Under Soviet rule, the monastery attached to the church went largely dormant for decades, with almost no services held between the 1940s and 1999, though a handful of monks stayed on the grounds. Regular services resumed in 1989, and the monastic community was formally reestablished in 1999. Queen Ketevan is considered the site's patron saint, and a daily prayer service is held in her honor. Systematic archaeological excavations took place in 1939–1949 and again in 1963–1967, and since 2007 Gremi has been on UNESCO's tentative World Heritage list.
What to see on site

- Church of the Archangels Michael and Gabriel — the main surviving building, with 16th-century frescoes and King Levan's tomb.
- The bell tower — three stories, now home to a small museum with archaeological finds and a 16th-century cannon. The walls feature portraits of Kakhetian kings by contemporary Georgian painter Levan Chogoshvili (1985). Climb to the top for views over the Alazani Valley.
- Fortress walls with embrasures and turrets that once encircled the church complex.
- A wine cellar (marani) and the remains of a secret tunnel leading to the Intsobi River, likely used to bring water in during a siege.
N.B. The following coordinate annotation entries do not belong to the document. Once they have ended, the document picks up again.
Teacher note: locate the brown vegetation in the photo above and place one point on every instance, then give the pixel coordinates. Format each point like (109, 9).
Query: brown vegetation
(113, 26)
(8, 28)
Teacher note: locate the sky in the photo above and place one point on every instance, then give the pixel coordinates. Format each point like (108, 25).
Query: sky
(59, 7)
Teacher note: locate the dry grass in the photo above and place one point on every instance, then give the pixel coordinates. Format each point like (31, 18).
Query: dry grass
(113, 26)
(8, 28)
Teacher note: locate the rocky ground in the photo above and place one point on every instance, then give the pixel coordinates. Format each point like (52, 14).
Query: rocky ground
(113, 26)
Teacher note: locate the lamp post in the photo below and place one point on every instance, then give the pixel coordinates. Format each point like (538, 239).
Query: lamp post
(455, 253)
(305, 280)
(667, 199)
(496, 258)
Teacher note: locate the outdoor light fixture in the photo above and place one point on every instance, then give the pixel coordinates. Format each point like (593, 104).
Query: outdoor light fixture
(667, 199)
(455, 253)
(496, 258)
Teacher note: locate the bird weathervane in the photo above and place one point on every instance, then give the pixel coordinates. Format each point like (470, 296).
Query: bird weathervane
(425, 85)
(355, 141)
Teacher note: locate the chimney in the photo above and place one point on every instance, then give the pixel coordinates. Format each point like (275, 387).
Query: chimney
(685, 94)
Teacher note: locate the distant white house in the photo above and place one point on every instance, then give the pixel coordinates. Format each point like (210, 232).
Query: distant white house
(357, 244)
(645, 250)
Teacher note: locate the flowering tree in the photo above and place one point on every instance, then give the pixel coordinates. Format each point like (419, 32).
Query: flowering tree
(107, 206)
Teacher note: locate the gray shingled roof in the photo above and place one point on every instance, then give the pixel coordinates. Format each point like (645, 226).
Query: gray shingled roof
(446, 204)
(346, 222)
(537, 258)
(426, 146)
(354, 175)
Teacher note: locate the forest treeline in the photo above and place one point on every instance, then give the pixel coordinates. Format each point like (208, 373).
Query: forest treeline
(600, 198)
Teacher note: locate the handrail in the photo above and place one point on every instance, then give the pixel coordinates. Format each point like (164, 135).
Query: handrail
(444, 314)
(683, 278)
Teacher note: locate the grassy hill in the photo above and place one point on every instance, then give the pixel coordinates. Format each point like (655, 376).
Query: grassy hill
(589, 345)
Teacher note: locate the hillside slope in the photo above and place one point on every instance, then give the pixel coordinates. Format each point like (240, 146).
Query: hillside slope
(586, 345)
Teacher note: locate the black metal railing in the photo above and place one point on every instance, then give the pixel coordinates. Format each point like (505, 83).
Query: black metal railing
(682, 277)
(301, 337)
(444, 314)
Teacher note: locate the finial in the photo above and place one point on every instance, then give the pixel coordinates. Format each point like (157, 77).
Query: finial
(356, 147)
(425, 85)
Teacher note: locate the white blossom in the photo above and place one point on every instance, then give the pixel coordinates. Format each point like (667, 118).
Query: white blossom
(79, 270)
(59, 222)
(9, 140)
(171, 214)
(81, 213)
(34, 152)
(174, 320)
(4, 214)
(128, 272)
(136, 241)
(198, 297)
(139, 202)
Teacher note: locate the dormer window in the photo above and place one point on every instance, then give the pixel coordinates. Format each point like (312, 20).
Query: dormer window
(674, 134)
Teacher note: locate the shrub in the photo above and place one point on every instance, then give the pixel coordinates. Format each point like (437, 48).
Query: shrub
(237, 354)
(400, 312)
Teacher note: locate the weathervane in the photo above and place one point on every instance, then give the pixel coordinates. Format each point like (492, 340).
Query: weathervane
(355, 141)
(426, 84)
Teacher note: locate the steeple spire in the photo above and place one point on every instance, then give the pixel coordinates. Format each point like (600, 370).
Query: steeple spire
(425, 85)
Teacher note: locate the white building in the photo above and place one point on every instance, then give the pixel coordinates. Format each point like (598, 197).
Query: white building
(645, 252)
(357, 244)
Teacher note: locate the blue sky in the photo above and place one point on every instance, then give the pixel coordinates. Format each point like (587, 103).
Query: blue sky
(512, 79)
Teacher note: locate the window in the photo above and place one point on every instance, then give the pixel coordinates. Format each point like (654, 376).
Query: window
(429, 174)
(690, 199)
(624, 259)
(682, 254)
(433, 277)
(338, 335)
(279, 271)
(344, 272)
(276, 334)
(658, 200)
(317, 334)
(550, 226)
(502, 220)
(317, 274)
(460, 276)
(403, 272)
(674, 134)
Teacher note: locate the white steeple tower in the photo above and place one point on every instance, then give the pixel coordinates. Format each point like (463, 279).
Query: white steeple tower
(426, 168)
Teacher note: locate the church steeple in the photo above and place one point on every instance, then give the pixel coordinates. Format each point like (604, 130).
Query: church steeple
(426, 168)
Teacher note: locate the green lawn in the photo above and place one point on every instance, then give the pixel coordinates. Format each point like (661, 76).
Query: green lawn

Plan on 30 to 40 minutes if you don't linger in the museum.
Hours and tickets
The grounds and church are open daily, and services are held regularly. The museum in the bell tower is open roughly from 9 am to 6 pm, and admission runs about 10 GEL (around $4). Prices and hours at small regional museums in Georgia change from time to time, so it's worth confirming on arrival. The ticket booth is usually right at the entrance to the grounds.
Getting there
Gremi is 71 miles (115 km) from Tbilisi. The drive takes 2 to 2.5 hours, depending on the route:
- via the Gombori Pass, the shorter option, though the pass sits above 5,300 feet and can close temporarily in bad weather;
- via Sagarejo and the Alazani Valley, 30 to 40 minutes longer but without the mountain climb.
A minibus from Tbilisi to Gremi takes around 2 hours 20 minutes, dropping you right by the road near the complex, but getting to anywhere else in Kakheti from there means finding a shared taxi or hitching a ride. With a rental car, you cover the same 71 miles without transfers or waiting for the next departure, and you can stop at Nekresi or Tsinandali along the way without working around a bus schedule. Taxis and private transfers are the other options if you're not driving yourself, but on a route with several stops, a rental car usually works out cheaper and more flexible timewise.
What's nearby
Gremi sits right on the road, so it's almost always paired with other Kakheti sights in a single day:
- Nekresi Monastery — 6 miles (10 km) away, one of the oldest monasteries in Georgia, though reaching it means a walk uphill (or a local shuttle).
- Kvareli — wine cellars and lakes, about 15 minutes by car.
- Tsinandali — the Chavchavadze family estate and vineyards, on the way back toward Tbilisi.
- Telavi — Kakheti's regional center, home to the Batonis-Tsikhe fortress and a 900-year-old plane tree, 12 miles (20 km) from Gremi.
Gremi, Nekresi, and Kvareli fit comfortably into one day if you leave Tbilisi in the morning.
Worth knowing
Gremi is a short stop, 30 to 40 minutes, but it fits naturally into a Kakheti day trip alongside Nekresi, Tsinandali, and Kvareli. The grounds are free, and the museum plus tower climb runs about 10 GEL. The drive from Tbilisi takes 2 to 2.5 hours each way, and covering that distance by car makes it far easier to combine with the nearby sights than working around minibus timetables.